Zweiter Raumedic Walkathlon lockt 475 Läufer

Perfekte Organisation und optimales Laufwetter brachten dem TV Münchberg großes Lob ein

 

Wohlverdiente Stärkung auf einer langen Wegstrecke.

 

MÜNCHBERG - Besser hätten die Voraussetzungen nicht sein können: Ein herrlicher Herbsttag und eine perfekte Organisation boten den idealen Rahmen für den vom TV Münchberg ausgerichteten zweiten Walkathlon für jedermann. Jürgen Strobel und Gabriele Schmidt von der vereinseigenen Nordic Walking Abteilung und ihr Team hatten ganze Arbeit geleistet.

 

So dürfte es nicht verwundern, dass diese Veranstaltung ein voller Erfolg wurde. Schon lange vor dem Start hatten sich die ersten Sportler am Gelände um die Vereinsturnhalle versammelt. Dort konnten sie sich an Ständen der Krankenkassen und Sportgeschäfte informieren, außerdem gab es für Interessierte Gelegenheit zum Schnuppertraining. Eine halbe Stunde bevor die Aktiven auf die Strecke geschickt wurden, folgte die offizielle Eröffnung. Unter den rhythmischen Klängen der Trommlergruppe des TVM schritt eine Abordnung prominenter Teilnehmer ins Stadion. Neben Bürgermeister Thomas Fein, der als Schirmherr fungierte, gehörten zu dieser Gruppe der Bundestagsabgeordnete Dr. Hans-Peter Friedrich, Jobst Wagner, Vorstandsmitglied der Rehau AG, Dr. Robert Hopperdietzel von Raumedic, dem Hauptsponsor dieses Breitensportevents, Kitty Weiß, Stadträtin aus Helmbrechts und offizielle Vertreterin der Nachbarstadt sowie Stadtrat Dr. Artur Materny. Auf dem Sportplatz begrüßten dann TVM-Vorsitzender Stefan Hübner, Abteilungsleiter Jürgen Strobel und der Schirmherr die zahlreichen Anwesenden. Ein besonderer Dank galt der Firma Raumedic für deren große Unterstützung und dem TV Münchberg. Der Bürgermeister betonte, beide Partner haben es geschafft, die Veranstaltung zu einem Aushängeschild der Region zu machen.

 


Ohne Aufwärmen läuft gar nichts - schon gar kein geübter Nordic Walker.

 

Bevor nun aber eine der drei möglichen Routen in Angriff genommen wurde, stand das gemeinsame Aufwärmen auf dem Programm. Unter Anleitung von Andrea Strobel machten sich die Sportler für die anstehende Aufgabe fit.

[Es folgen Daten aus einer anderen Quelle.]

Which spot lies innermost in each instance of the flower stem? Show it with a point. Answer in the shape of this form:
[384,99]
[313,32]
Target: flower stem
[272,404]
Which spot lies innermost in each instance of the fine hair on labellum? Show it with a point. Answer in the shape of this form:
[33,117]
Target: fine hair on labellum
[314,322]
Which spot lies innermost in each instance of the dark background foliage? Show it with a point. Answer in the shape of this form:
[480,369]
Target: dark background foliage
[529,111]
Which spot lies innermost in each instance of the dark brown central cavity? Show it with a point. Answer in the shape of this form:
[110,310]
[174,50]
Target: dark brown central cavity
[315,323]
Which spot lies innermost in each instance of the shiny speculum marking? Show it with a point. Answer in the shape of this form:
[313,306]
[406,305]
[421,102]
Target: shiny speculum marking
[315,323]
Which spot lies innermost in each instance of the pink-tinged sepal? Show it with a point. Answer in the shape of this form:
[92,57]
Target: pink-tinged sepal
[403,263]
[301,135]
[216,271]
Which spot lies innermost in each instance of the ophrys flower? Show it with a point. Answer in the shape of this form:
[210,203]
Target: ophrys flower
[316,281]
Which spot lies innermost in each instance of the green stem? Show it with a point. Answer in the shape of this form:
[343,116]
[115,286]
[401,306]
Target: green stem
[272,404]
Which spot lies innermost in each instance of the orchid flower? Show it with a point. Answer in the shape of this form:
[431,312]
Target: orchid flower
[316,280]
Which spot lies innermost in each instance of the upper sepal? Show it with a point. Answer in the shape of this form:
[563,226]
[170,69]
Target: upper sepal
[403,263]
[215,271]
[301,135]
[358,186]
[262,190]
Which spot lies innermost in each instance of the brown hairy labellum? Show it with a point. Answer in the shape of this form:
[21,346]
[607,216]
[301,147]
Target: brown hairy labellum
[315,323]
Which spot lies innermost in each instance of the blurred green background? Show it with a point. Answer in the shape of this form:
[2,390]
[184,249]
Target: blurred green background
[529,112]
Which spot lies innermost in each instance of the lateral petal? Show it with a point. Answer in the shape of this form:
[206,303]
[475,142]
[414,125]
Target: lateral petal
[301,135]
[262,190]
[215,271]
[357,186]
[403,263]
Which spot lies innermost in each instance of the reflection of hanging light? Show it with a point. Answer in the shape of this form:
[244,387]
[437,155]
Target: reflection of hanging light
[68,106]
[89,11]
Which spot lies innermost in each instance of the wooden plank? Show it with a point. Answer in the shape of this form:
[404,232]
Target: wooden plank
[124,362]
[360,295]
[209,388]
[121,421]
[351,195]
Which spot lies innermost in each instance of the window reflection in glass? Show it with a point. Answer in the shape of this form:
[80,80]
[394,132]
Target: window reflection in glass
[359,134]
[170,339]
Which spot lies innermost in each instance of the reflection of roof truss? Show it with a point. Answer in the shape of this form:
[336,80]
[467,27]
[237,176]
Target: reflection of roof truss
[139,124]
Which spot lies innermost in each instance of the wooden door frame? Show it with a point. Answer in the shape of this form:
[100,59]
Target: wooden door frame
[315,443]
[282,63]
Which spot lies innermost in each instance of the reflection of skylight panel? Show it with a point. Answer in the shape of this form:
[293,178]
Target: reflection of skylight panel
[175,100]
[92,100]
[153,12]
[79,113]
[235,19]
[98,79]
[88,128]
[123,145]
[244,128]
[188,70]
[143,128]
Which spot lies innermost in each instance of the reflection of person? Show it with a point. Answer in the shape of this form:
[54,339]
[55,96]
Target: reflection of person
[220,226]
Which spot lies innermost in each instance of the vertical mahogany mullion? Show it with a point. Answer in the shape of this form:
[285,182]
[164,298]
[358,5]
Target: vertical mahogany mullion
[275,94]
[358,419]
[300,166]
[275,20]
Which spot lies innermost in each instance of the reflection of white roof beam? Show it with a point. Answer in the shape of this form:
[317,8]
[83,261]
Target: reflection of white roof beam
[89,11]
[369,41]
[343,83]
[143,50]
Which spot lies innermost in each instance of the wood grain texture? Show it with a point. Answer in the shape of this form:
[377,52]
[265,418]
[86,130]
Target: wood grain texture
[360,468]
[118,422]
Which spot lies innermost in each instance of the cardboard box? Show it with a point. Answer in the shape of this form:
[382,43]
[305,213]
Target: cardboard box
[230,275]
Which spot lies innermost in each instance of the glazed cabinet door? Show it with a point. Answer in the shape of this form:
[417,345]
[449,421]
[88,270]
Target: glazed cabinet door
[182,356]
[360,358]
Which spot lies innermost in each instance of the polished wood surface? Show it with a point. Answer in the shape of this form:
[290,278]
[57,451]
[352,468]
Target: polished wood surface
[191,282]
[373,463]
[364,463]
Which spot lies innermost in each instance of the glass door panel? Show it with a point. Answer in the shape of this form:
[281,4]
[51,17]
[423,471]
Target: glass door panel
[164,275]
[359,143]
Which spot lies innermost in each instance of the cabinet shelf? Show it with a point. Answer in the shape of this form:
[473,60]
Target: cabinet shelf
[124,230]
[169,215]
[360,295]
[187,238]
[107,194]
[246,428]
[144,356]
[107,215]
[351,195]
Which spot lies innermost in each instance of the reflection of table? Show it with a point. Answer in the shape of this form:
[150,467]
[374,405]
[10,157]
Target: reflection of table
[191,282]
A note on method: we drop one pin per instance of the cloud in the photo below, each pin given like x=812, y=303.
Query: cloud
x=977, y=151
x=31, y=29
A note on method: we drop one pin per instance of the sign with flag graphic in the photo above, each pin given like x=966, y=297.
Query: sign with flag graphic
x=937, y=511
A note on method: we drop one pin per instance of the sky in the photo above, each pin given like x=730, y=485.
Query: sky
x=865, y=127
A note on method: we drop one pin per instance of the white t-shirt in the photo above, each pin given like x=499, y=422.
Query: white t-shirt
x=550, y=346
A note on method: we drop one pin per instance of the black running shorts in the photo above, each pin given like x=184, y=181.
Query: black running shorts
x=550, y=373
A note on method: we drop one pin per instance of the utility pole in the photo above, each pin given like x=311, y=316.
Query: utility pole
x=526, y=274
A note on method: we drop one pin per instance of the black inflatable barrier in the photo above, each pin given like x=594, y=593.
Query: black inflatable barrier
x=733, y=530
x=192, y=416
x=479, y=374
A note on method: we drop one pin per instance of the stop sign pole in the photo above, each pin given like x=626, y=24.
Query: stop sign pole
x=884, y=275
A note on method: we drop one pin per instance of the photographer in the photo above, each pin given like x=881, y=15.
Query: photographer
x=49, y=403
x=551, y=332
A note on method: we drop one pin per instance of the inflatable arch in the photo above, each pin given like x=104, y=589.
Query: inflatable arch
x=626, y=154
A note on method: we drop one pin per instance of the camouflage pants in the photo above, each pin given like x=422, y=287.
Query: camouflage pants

Wenige Minuten nach 11 Uhr erfolgte der Startschuss und 473 Läufer begaben sich auf dem Weg in Richtung Rohrbühl und nach Laubersreuth. Die acht Kilometer lange Route führte von hier aus zur Rothenmühle und über die hintere und vordere Horlachen zurück zum Ausgangspunkt. Wer weiter laufen wollte, gelangte nach Meierhof, wo Helfer an einer Verpflegungsstation auf die Sportler warteten. Die angebotenen kleinen und gesunden Stärkungen nahmen die Walker gerne an. Kurz nach diesem Aufenthalt mussten sich die Starter entscheiden, ob sie die zwölf Kilometer lange Strecke absolvieren mochten, die über Jehsen und Rothenmühle zum Ziel führte, oder ob sie die 21 Kilometer lange Route wählen wollten, mit der sie über Zimmermühle, Wüstensaal, vor Ahornberg an der Autobahn entlang, dann nach Rothemühle und von hier aus zurück zur Turnhalle gelangten.

 

Auf jeden Fall dürften die 473 Läufer aller Altersklassen den Rat beherzigt haben, den ihnen Jürgen Strobel am Start mit auf dem Weg gab: „Laufen, reinkommen und sich wohl fühlen." Am Nachmittag fanden dann Verlosungen von Preisen und die Ehrung der ältesten und jüngsten Starter sowie der teilnehmerstärksten Gruppen statt. Die Verantwortlichen und die über fünfzig freiwilligen Helfer des TV Münchberg konnten sich hier ob der guten Planung und der ausgezeichneten Streckenführung viel Lob anhören. Ein Dank galt aber auch der örtlichen Sanitätsbereitschaft für deren Unterstützung.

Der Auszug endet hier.